Friday, 31 December 2010
2010: not over 'til the fat man sings

That's Johan Botha, whose Tannhauser we finally saw and heard for ourselves at the Royal Opera last night (production photos for the RO by Clive Barda). He is, as my controversial colleague Igor put it in a hyperbolic but mostly spot-on Arts Desk review, 'the size of a small Eastern European country', which wouldn't matter if, like Jane Eaglen in her brief golden era around the early 1990s, he acted with the voice. But he doesn't, really: one thrilling moment when he pauses before doing his no-absolution-Pope impersonation apart, the valve to his soul is indeed sealed shut. Laser-like, the heldentenor voice is infallibly secure and useful, but I'd rather hear a half-golden singer-actor able to put across the fathomless anguish of Tannhauser's state in Act 3.
The native German speakers were the ones who best expressed what meaning is still to be found in Wagner's hopelessly dated tale (Rome, shmome): sensual indulgence bad, pure Marian love good. I've admired Michaela Schuster since we saw what must have been an early performance as Kundry in Graz. The voice isn't sensuous, but it is rich and clear. Unfortunately Venus's clunky entreaties, mostly 1840s stuff, come on the heels of Wagner's most radical music, the 1860 Paris ballet, which ultimately was the most thrilling thing in the show as choreographer Jasmin Vardomon got her dancers to roll across a big table at furious speed. No mean achievement to sustain given that the curtain rose a third of the way through the overture and wave upon wave of orgiastic sound had to be varied.

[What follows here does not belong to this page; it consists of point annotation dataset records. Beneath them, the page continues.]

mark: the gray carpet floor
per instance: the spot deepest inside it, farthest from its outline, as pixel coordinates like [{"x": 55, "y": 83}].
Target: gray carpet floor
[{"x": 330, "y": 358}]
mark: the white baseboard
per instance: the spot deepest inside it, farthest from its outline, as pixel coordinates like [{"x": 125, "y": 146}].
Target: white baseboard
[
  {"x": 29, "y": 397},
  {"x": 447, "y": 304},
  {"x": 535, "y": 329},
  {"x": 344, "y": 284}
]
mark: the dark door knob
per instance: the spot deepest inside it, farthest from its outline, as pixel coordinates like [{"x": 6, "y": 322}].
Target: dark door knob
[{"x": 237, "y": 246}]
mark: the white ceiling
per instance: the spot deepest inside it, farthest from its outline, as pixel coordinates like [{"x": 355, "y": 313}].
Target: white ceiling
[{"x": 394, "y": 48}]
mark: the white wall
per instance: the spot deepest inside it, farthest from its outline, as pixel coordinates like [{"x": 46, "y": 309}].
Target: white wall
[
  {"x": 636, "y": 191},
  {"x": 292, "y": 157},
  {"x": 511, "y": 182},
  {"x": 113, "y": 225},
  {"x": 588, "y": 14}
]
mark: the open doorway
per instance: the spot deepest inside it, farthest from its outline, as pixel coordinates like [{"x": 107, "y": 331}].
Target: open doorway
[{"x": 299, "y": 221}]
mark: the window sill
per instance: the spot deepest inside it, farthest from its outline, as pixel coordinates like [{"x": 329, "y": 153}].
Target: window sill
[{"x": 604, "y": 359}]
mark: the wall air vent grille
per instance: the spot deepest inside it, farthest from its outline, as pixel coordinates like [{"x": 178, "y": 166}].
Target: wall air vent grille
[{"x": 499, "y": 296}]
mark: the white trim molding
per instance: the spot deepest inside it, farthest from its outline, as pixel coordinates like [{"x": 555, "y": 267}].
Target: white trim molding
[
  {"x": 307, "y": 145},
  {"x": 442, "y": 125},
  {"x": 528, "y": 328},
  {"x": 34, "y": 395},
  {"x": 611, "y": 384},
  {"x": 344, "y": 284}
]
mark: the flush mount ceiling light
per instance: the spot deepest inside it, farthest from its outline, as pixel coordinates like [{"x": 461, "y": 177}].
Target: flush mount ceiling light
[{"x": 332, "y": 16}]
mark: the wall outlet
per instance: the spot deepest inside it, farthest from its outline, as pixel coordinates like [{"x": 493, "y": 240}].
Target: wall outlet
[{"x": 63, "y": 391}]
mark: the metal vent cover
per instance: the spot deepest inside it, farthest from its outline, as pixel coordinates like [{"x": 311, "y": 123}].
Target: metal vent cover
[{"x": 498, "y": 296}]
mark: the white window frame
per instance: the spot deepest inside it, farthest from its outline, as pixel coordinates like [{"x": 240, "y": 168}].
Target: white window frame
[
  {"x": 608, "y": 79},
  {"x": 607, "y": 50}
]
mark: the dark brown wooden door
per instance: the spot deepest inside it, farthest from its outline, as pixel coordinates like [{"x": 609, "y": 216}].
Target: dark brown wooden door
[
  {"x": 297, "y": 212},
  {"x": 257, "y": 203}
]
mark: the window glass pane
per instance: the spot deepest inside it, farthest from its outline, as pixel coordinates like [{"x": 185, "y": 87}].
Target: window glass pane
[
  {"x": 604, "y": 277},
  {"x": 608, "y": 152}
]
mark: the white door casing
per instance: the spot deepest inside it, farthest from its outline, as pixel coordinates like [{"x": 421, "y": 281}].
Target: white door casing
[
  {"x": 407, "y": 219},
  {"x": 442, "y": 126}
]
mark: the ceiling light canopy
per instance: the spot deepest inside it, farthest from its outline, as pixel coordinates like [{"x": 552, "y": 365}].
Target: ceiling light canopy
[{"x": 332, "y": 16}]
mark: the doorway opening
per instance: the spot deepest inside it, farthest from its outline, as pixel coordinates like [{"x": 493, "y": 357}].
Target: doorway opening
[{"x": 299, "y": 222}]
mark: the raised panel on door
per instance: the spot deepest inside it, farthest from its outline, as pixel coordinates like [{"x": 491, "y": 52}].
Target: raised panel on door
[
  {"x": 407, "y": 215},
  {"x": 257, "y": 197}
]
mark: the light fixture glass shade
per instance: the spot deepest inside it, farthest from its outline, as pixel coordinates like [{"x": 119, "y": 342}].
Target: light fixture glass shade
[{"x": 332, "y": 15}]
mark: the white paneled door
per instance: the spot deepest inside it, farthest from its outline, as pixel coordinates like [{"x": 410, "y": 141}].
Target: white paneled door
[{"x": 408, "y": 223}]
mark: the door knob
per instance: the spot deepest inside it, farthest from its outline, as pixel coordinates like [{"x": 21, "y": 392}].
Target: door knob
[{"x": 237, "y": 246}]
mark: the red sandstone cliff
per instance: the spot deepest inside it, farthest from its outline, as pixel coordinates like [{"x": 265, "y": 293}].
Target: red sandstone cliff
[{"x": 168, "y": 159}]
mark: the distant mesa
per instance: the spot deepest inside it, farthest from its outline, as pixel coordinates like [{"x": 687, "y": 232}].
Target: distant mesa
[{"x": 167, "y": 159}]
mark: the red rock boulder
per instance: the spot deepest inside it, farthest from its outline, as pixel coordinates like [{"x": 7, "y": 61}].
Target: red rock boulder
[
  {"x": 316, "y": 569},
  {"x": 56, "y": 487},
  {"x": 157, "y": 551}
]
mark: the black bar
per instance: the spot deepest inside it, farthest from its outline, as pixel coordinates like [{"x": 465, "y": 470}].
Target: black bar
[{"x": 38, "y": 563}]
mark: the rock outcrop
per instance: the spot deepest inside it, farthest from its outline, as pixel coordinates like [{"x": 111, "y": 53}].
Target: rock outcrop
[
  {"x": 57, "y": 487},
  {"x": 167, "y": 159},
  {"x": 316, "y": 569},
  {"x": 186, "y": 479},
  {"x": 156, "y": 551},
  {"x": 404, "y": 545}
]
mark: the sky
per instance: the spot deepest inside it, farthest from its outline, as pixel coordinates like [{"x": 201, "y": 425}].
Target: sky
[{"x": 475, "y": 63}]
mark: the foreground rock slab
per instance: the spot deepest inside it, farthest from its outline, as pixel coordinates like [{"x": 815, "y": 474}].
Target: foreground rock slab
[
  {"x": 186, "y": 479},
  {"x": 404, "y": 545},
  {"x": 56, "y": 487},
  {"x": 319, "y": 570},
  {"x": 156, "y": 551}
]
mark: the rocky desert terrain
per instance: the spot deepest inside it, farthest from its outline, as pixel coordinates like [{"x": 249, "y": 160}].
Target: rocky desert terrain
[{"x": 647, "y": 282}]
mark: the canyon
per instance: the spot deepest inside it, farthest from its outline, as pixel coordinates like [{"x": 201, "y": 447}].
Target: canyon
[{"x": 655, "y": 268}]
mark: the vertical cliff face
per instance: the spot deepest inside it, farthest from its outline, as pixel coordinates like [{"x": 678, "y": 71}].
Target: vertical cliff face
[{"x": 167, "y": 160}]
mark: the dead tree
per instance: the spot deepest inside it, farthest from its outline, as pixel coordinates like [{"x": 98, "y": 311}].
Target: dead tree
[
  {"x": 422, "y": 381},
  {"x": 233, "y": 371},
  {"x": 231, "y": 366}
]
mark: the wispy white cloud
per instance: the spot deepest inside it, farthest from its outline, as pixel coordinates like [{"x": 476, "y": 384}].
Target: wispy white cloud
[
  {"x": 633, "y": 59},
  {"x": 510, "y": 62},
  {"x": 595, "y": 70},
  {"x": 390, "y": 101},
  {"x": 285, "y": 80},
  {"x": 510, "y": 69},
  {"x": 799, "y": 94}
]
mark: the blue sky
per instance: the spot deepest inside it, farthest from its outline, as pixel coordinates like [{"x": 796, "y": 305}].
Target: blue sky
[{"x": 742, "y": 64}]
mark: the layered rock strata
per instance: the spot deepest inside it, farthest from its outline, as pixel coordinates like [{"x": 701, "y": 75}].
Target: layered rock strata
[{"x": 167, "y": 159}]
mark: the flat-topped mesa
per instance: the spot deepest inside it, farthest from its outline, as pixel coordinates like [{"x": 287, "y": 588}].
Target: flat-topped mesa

Everyone said that the top-quality Gesamtkunstwerk package of the evening was baritone Christian Gerhaher, and everyone was right. How refreshing not to hear a manufactured dark sound, every colour in place and a fullness to match Botha's when necessary. He even got around the problem of the recit to 'O du mein holder Abendstern', low-lying enough to justify a bass-baritone like Terfel (who sings it gloriously on a Wagner solos disc conducted by Abbado). So Gerhaher slips in at the last minute as one of my singers of the year, along with Terfel as Sachs and the lustrous double act of Anna Samuil and William Burden as the best Donna Anna and Don Ottavio I've heard in the much-better-than-anticipated Glyndebourne Don Giovanni. Here's Gerhaher with Eva-Maria Westbroek's slightly spread Elisabeth at the end of her tether.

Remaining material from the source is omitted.